I knew nothing of her for the past 60-some years. She had become abstract to me, a symbol of the hordes of pleasant people who have tangentially touched my life, then disappeared—people who I regret not learning more about, and from. But symbols exist beyond the reality they represent. She will forever be the perky, 18-year-old I remember.
She has lost the battle against cancer. No matter how good we are, how kind and thoughtful we are, how talented and capable we are, how positive our attitude is, we are only given one life, a life that moves relentlessly from beginning to end. At her age, my age, our age—can it be? late 70s!— and after such fulfillment, her life should be celebrated, as it will on December 6.

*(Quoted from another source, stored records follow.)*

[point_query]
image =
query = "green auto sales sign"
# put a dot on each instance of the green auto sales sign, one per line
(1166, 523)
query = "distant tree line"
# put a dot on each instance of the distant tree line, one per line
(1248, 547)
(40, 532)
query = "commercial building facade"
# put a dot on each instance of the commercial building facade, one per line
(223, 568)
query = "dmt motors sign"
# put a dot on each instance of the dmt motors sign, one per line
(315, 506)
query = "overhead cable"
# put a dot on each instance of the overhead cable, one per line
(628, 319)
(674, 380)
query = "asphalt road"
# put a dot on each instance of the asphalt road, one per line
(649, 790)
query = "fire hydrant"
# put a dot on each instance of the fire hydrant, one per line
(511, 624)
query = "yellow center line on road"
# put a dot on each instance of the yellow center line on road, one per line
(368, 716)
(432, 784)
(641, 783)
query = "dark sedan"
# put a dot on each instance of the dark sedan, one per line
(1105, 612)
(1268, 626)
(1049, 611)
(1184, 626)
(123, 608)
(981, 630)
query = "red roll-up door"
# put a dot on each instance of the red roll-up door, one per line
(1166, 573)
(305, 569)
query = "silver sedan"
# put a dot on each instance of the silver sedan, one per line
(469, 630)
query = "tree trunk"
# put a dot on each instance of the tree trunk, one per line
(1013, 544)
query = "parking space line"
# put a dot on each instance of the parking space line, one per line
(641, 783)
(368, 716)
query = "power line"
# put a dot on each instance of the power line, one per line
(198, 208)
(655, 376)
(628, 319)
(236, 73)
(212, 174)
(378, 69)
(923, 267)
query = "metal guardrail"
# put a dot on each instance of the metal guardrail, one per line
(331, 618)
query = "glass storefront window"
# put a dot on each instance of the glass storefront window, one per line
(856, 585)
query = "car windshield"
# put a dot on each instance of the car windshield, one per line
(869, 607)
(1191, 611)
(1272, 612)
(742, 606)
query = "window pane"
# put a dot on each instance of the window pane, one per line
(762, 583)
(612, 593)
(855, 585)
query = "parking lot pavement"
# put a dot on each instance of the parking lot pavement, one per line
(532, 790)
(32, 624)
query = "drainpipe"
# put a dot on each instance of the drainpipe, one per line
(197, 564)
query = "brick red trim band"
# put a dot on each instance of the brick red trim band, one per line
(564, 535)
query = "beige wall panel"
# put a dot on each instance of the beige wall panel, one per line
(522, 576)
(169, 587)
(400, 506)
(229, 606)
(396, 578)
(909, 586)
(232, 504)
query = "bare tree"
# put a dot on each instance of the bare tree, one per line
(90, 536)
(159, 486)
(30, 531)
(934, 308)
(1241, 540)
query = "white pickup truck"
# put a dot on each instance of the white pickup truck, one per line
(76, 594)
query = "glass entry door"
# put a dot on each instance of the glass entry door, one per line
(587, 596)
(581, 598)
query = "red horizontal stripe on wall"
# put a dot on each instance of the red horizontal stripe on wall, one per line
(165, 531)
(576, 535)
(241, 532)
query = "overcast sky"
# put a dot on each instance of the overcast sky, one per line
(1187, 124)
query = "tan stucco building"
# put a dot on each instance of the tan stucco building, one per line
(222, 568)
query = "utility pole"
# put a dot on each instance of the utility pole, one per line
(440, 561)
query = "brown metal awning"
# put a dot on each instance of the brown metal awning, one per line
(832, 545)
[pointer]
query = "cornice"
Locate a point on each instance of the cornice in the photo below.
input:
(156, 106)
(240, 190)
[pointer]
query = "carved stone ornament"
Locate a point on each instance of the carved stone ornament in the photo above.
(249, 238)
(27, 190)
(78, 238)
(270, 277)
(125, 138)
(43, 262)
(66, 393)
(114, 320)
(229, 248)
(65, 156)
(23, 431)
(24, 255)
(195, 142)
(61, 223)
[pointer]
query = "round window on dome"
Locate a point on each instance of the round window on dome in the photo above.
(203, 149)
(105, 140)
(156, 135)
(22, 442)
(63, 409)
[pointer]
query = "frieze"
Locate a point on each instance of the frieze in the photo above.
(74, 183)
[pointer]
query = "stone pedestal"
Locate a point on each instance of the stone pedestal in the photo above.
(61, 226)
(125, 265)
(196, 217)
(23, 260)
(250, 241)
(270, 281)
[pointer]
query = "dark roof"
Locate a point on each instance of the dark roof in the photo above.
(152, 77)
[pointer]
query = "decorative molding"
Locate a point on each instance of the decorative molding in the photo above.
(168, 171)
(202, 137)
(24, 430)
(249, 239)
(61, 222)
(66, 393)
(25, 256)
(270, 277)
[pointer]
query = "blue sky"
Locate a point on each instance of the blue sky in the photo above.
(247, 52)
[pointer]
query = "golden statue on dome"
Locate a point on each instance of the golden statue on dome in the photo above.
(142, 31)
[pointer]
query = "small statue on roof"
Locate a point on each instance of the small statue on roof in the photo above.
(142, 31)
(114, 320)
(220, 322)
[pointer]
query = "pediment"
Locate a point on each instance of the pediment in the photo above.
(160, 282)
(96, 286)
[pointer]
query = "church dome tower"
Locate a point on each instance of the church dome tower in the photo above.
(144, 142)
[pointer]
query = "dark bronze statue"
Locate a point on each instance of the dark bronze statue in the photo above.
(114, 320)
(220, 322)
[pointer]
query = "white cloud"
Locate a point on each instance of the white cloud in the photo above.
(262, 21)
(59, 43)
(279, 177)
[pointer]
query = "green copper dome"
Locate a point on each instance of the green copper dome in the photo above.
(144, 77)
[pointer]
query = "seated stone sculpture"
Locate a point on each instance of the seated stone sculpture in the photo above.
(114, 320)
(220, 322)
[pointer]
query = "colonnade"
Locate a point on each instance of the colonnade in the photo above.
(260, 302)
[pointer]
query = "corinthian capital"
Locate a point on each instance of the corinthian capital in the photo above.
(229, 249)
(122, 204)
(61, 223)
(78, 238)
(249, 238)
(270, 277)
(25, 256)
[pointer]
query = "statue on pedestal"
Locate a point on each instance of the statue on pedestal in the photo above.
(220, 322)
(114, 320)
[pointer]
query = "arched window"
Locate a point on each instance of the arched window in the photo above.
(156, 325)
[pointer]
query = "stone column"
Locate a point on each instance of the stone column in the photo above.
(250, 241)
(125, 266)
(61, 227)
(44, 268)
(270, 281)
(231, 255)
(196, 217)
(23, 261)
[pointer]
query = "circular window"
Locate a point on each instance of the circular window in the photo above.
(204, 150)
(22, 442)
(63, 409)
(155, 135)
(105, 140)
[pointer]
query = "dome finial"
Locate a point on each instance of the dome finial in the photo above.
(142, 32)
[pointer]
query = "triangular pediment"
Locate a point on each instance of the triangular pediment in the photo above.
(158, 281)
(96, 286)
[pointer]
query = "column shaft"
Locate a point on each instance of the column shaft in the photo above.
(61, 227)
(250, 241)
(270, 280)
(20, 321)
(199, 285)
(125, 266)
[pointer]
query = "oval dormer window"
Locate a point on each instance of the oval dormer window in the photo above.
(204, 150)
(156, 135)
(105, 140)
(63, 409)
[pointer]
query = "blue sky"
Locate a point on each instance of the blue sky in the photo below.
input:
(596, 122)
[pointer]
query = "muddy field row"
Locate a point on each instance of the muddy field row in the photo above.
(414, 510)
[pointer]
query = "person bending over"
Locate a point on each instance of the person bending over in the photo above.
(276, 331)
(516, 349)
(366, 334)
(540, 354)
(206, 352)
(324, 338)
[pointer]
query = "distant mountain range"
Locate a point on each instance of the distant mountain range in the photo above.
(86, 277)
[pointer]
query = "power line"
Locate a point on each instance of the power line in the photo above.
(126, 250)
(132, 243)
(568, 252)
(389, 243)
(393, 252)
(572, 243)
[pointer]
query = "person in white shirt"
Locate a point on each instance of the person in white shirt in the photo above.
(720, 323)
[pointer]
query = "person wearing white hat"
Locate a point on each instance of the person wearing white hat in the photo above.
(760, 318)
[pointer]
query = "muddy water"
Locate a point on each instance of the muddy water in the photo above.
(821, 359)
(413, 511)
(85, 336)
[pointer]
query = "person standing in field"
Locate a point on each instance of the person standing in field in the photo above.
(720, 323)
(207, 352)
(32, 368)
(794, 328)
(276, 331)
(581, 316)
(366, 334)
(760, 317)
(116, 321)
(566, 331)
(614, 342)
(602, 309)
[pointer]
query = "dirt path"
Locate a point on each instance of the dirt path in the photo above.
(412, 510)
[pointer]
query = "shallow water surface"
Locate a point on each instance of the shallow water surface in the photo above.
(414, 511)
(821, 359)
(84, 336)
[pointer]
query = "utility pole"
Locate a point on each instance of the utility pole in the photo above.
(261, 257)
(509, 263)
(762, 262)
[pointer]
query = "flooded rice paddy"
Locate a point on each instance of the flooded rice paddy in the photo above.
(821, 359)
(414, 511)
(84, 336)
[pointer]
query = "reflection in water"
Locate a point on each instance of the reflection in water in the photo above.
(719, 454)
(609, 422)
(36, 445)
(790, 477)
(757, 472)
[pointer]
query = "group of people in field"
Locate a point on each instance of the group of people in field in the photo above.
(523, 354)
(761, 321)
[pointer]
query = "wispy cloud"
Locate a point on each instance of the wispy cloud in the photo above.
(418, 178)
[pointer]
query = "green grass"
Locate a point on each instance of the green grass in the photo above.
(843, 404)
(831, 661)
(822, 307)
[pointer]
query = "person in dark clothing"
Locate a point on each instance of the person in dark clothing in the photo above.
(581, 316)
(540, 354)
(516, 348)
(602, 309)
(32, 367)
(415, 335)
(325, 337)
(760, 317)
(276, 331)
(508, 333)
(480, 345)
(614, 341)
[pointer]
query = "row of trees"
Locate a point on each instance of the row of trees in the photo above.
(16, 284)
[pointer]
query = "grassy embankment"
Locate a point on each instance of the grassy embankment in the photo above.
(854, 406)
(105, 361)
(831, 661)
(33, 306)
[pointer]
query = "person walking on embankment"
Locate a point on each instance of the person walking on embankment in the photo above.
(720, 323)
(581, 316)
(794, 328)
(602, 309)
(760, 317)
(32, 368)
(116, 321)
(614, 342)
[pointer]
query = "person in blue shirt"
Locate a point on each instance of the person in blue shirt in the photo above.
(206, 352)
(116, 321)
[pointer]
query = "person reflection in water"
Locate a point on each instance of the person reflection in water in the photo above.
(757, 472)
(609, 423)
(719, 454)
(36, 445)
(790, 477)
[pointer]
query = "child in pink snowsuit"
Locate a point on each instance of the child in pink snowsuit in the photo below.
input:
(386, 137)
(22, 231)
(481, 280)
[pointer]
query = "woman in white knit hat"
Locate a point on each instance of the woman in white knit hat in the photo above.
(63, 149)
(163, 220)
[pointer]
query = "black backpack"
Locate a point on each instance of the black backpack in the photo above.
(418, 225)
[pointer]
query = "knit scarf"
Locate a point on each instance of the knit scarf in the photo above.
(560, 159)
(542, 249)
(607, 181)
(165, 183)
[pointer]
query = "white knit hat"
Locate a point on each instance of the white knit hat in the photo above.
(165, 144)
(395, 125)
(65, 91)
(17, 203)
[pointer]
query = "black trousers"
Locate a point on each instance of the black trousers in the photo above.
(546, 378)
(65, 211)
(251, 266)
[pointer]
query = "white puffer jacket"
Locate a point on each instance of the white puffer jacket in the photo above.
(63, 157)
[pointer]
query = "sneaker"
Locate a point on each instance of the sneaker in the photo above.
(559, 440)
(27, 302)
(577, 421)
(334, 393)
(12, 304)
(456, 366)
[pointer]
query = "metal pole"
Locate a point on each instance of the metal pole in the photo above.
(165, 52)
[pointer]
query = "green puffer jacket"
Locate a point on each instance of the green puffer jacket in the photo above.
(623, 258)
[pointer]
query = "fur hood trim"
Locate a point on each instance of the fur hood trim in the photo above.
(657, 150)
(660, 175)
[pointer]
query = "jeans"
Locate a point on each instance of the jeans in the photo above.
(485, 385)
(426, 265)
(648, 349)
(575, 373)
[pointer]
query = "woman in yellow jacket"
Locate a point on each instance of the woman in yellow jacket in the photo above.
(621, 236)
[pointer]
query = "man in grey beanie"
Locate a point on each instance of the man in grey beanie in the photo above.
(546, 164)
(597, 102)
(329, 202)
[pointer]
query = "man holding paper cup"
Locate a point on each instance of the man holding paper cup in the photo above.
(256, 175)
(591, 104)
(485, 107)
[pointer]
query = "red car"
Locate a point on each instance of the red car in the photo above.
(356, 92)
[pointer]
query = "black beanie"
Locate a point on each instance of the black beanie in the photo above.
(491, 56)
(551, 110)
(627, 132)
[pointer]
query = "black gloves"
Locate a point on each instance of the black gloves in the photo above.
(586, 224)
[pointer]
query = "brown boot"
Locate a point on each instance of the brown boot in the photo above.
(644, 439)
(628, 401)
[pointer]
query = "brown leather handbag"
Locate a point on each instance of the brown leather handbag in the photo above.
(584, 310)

But emotions are not logical. I am sad that the possibility of our ever meeting again, however remote, is forever closed. She will never walk into Longwood Gardens. “Your name is Bruce? I once knew a girl with that name. What was your maiden name?” I imagine myself asking. “Bishop! And you went to Lansdowne-Aldan High School? Of course I remember you. What have you been doing all these years? Wow, great to see you.”
Goodbye, Bruce. Thanks for the memories . . . and the example of a good person.